En relación con otras películas del género, esta entrega se aleja de los excesos digitales de Dominion o Fallen Kingdom y se acerca más a las primeras películas de supervivencia biológica: The Ghost and the DarknessCongoThe Descent, incluso Annihilation. No es terror, pero flirtea con él. No es aventura infantil, pero recupera el sentido de maravilla y peligro de Jurassic Park (1993). Y lo hace con una seriedad que no significa rigidez, sino respeto por la historia que quiere contar.


La película no tiene un desenlace grandilocuente. No lo necesita. El enfrentamiento final no es entre un dinosaurio y un helicóptero, sino entre una decisión moral y una vida humana. Edwards se permite el lujo de cerrar con un plano largo, sin música, donde la jungla recupera el silencio. El cine de acción rara vez termina así. Y es en ese gesto donde uno entiende que aquí no se ha querido hacer “otra” Jurassic World, sino una película con alma dentro de una saga que parecía haberla perdido.

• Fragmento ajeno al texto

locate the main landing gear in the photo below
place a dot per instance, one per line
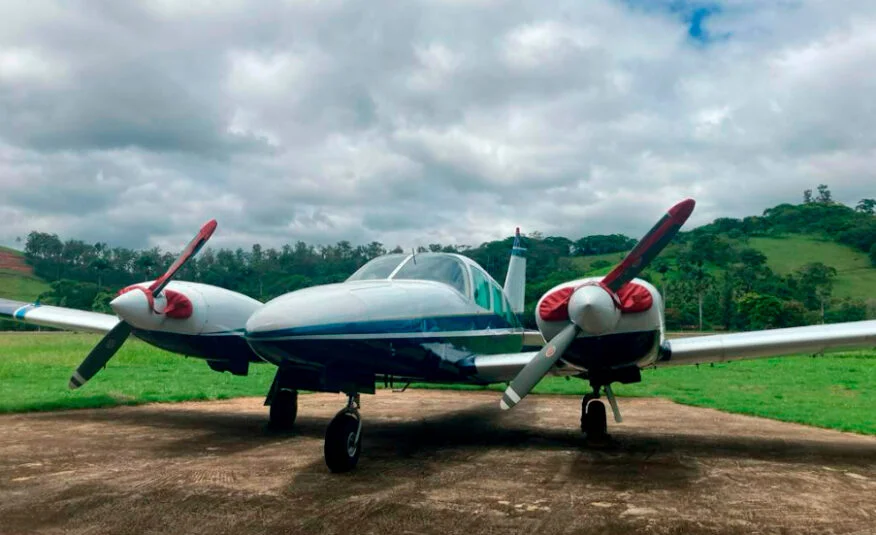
(343, 438)
(593, 416)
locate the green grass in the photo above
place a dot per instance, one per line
(19, 286)
(836, 391)
(855, 275)
(35, 369)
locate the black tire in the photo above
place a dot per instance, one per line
(341, 447)
(595, 421)
(284, 409)
(584, 401)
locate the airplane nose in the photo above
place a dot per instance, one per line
(130, 304)
(593, 309)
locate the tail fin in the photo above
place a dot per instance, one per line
(515, 280)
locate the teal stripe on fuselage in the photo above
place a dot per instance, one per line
(436, 324)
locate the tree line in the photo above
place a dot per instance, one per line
(711, 277)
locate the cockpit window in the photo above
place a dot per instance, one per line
(378, 268)
(441, 268)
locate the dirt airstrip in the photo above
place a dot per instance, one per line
(433, 462)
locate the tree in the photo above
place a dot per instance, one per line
(100, 265)
(866, 206)
(816, 284)
(824, 196)
(762, 311)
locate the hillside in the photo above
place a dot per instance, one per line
(855, 275)
(17, 280)
(785, 254)
(796, 264)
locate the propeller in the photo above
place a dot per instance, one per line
(595, 307)
(113, 340)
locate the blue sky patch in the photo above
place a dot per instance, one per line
(694, 14)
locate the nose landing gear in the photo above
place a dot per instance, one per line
(343, 438)
(593, 421)
(593, 416)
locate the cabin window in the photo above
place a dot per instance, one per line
(498, 302)
(481, 285)
(440, 268)
(510, 316)
(378, 268)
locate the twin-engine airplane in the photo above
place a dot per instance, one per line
(429, 317)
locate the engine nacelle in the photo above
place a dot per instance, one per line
(637, 307)
(187, 308)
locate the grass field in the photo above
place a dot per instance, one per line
(35, 368)
(855, 275)
(836, 391)
(19, 286)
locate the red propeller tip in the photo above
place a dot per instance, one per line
(681, 211)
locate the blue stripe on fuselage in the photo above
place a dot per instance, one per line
(437, 324)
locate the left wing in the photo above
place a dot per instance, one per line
(703, 349)
(69, 319)
(770, 343)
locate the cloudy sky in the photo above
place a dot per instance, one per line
(420, 121)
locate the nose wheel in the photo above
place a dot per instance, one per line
(343, 438)
(593, 417)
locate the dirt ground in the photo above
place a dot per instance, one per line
(432, 462)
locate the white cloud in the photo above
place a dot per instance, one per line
(420, 122)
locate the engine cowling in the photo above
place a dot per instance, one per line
(185, 308)
(596, 310)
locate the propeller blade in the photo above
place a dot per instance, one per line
(191, 250)
(538, 367)
(100, 355)
(649, 246)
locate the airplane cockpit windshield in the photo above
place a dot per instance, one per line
(438, 267)
(378, 268)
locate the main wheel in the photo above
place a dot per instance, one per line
(343, 443)
(284, 409)
(595, 422)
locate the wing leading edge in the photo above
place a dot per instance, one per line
(770, 343)
(68, 319)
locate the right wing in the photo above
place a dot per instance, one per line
(69, 319)
(769, 343)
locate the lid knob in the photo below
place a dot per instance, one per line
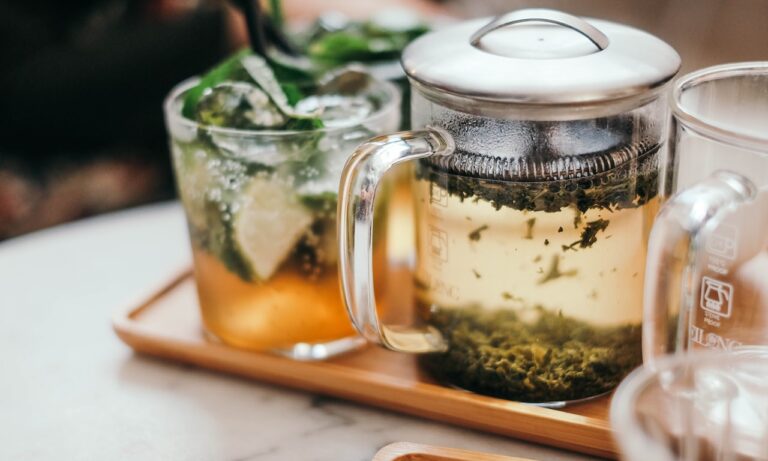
(540, 42)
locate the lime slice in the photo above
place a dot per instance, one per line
(268, 222)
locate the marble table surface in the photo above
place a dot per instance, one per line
(70, 390)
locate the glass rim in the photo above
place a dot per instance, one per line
(385, 110)
(712, 129)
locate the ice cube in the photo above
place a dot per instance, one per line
(238, 105)
(337, 110)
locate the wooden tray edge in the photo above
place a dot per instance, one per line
(537, 427)
(407, 451)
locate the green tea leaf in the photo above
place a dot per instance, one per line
(229, 69)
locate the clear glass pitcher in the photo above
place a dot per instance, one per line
(707, 274)
(536, 182)
(701, 406)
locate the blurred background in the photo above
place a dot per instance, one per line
(81, 124)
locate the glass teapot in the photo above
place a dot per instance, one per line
(535, 186)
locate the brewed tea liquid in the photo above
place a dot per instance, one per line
(538, 292)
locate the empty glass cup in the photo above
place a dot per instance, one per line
(699, 406)
(706, 275)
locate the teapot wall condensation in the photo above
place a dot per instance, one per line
(537, 178)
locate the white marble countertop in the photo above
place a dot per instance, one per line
(70, 390)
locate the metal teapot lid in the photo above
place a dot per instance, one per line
(540, 57)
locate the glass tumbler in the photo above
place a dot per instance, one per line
(699, 406)
(261, 212)
(707, 272)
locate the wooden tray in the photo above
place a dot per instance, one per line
(404, 451)
(167, 325)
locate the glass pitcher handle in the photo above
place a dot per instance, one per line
(679, 233)
(357, 193)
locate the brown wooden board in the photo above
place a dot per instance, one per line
(404, 451)
(168, 325)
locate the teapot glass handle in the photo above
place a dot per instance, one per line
(543, 15)
(357, 193)
(682, 227)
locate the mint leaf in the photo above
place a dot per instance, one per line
(230, 69)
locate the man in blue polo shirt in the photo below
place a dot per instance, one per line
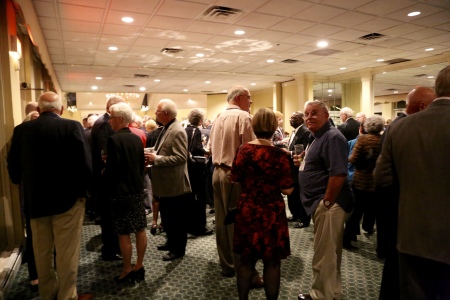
(326, 195)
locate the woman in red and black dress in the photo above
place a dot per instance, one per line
(261, 229)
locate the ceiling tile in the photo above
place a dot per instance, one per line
(83, 13)
(319, 13)
(350, 19)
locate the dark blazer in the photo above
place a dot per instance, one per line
(100, 133)
(50, 155)
(350, 129)
(125, 164)
(169, 172)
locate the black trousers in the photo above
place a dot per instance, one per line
(174, 213)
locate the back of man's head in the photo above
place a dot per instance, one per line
(50, 101)
(31, 106)
(113, 100)
(418, 99)
(442, 85)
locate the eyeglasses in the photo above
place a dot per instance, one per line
(313, 114)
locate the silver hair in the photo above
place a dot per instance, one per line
(91, 120)
(236, 91)
(374, 124)
(195, 116)
(123, 110)
(347, 111)
(169, 106)
(50, 105)
(316, 102)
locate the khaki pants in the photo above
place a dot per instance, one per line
(222, 201)
(326, 263)
(61, 233)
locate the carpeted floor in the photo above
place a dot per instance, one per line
(197, 275)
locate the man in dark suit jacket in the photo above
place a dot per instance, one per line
(387, 204)
(349, 126)
(299, 136)
(100, 133)
(49, 156)
(170, 179)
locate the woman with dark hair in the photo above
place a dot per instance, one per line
(261, 229)
(124, 172)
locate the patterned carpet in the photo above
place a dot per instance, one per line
(197, 275)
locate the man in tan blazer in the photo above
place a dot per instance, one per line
(415, 154)
(170, 179)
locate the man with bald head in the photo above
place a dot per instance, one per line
(100, 133)
(45, 156)
(387, 202)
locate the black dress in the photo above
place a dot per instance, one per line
(124, 173)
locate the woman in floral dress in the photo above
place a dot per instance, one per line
(261, 230)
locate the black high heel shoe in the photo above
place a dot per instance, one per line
(139, 274)
(127, 278)
(153, 229)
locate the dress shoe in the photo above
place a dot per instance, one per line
(127, 278)
(163, 247)
(111, 257)
(85, 296)
(257, 283)
(139, 274)
(292, 219)
(300, 225)
(228, 275)
(304, 297)
(171, 256)
(349, 246)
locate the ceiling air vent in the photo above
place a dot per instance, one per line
(290, 61)
(396, 61)
(222, 13)
(140, 76)
(171, 50)
(372, 36)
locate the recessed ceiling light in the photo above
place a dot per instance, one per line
(414, 13)
(322, 44)
(127, 19)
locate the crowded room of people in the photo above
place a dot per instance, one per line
(225, 149)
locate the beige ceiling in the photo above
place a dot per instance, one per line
(78, 33)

El mensaje final no es nuevo, pero sigue siendo necesario: el problema nunca han sido los dinosaurios. El problema somos nosotros. La arrogancia científica, la explotación de lo vivo, la ambición disfrazada de avance. Lo que Jurassic World plantea es que, si alguna vez el mundo vuelve a pertenecer a los dinosaurios, tal vez no sea por accidente… sino por justicia.


Gareth Edwards ha hecho algo más que continuar una franquicia. Le ha devuelto su misterio. Su peligro. Su belleza salvaje. Y nos ha recordado que el verdadero espectáculo no está en los efectos visuales, sino en la oscuridad que habita cuando el ser humano se cree por encima de la vida.